Spatial Pattern of Household Food Insecurity and Childhood Malnutrition in Akinyele Local Government Area, Nigeria
Atoloye, Abiodun Tolulope; Ogunba, Beatrice Olubukola; Samuel, Folake Olukemi

Food insecurity and malnutrition are persistent problems in Nigeria. Analysis of spatial pattern of these problems at community level is important to target the affected with appropriate intervention. This study determined the prevalence and spatial pattern of food insecurity and childhood malnutrition in Akinyele Local Government Area, Oyo State Nigeria. Data were obtained from 409 mothers of under-five children across 40 communities in the study area, which included information on socio-economic characteristics, food insecurity, hygiene practices, height, weight and coordinate of points of survey. Community was the unit of analysis and Geographical Information System was utilized to present visual information about the communities and descriptive statistics to present the nonspatial data. More than half (52.6%) of households were classified as food insecure. Overall prevalence of childhood stunting, underweight, and wasting were 41.6%, 19.8% and 5.6% respectively.

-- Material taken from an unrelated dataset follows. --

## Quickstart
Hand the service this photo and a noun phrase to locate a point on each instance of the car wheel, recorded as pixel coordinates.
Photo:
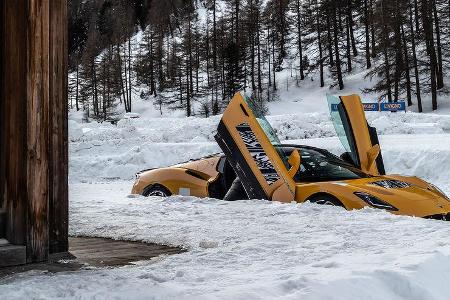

Spatial pattern of food insecurity and malnutrition varied across the study area and suggested that the rural communities have higher degree of food insecurity. In conclusion, there is high prevalence of food insecurity, stunting, wasting and underweight among under-five children and their distribution varied across the study area. The maps generated from this study could be used for proper resource allocation and targeting of nutrition intervention and development efforts.